6. Elevated a colleague to Vice Mayor after he was indicted for leaking a confidential report to benefit himself and the 49ers — then let him cast 49ers votes for 20 months
In October 2022, Councilmember Anthony Becker was challenging Mayor Lisa Gillmor—a longtime 49ers critic—in a race the 49ers had invested $2.5 million to help him win. On October 6, four days before its official release date, Becker leaked the confidential Civil Grand Jury report "Unsportsmanlike Conduct" via Signal to 49ers lobbyist Rahul Chandhok and to the Silicon Valley Voice, a publication with consistently 49ers-friendly coverage.

The 49ers' response was immediate. Within hours, Chandhok denounced the report as a "political hatchet job," accused the civil grand jury of "corruption," and directed a communications consultant to conduct opposition research on the individual grand jurors — volunteer citizens performing a public service. The DA later said the 49ers' smearing of grand jurors was "wrong and shameful" and called on the team to apologize. The team never did.

Becker's own texts revealed the strategy: "no mercy time" and "the Niners are going all out now to destroy her." When a campaign volunteer was later subpoenaed, Becker showed up at his door and told him to blame the leak on Gillmor. 

Councilmember Suds Jain told the criminal grand jury that Becker had admitted leaking the report. At trial, Jain testified he must have been confused about the timing.

Becker was indicted in April 2023. His colleagues' response: they made him Vice Mayor. He waived his right to a speedy trial. For the next 20 months, he voted on every major 49ers issue before the Council — including the negotiated financial settlement with the 49ers and a vote against an independent ethics commission. The City Attorney remained silent through it all.

Even setting aside the indictment, the conflict of interest was obvious: the 49ers had spent $3.2 million on Becker's political career. No reasonable person could believe he had independence of judgment on any issue involving the team. His colleagues knew this. The City Attorney knew this. They let him vote anyway.

"Innocent until proven guilty" is the right standard for criminal punishment. It is not the standard for deciding who gets to vote on issues involving the people who funded their entire political career. Those are different questions, and conflating them—intentionally or not—is itself a failure of ethical judgment.

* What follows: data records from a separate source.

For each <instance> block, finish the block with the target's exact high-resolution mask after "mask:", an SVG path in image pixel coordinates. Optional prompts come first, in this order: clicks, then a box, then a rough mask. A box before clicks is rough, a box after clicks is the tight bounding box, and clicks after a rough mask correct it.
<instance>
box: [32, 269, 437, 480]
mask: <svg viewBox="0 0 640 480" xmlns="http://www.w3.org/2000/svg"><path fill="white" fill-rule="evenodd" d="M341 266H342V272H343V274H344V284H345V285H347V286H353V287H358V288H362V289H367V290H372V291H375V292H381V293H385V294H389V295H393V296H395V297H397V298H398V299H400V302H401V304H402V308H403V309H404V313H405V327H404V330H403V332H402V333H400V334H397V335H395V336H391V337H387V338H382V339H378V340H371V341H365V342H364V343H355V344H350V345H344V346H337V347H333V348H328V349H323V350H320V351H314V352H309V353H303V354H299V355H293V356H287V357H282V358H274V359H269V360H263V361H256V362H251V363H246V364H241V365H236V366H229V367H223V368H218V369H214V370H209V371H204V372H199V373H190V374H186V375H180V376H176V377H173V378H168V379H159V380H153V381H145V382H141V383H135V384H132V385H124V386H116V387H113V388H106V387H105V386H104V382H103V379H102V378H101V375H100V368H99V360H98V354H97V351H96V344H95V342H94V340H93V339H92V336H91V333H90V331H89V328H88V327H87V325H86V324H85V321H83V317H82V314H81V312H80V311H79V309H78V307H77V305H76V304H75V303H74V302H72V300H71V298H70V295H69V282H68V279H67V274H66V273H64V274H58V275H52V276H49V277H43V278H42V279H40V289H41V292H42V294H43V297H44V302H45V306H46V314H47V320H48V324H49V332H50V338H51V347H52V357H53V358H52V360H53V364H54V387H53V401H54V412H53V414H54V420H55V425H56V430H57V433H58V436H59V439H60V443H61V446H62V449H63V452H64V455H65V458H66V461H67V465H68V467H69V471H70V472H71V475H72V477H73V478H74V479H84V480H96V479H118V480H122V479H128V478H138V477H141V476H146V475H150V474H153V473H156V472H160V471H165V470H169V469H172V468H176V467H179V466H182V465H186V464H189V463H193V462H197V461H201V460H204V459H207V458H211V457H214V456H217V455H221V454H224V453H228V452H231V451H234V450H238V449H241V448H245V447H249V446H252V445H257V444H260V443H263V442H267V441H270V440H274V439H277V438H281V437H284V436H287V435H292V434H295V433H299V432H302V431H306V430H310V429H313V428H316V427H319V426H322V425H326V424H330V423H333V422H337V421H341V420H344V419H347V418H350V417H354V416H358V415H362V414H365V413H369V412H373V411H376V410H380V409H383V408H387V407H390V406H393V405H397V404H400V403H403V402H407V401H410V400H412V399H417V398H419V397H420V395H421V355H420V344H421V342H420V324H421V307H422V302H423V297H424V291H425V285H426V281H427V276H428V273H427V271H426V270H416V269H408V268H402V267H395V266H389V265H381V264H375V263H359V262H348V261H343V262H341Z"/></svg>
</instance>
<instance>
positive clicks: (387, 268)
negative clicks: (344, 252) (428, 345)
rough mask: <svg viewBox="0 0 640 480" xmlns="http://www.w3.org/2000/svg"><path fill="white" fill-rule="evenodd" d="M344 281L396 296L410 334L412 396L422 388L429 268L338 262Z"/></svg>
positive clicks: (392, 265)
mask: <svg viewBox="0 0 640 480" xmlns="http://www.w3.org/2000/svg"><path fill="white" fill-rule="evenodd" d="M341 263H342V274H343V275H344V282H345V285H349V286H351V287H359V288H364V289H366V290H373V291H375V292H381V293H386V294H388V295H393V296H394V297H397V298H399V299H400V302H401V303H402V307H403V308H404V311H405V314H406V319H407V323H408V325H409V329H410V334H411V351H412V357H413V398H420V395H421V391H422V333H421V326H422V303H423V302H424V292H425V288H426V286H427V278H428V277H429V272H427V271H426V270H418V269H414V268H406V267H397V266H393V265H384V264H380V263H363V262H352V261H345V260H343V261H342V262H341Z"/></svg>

Becker ran for reelection in November 2024—this time without 49ers support, which went to another candidate instead. He came in last in a three-person race. His trial began the same week. He was convicted by a jury in under three hours on December 5, 2024, and resigned the following day. At sentencing, Councilmembers Suds Jain and Kevin Park asked the judge for leniency. He was sentenced to 40 days in the county work program and two years probation.  He is currently appealing.

The 49ers spent over $3.2 million on Becker's campaigns. They never apologized.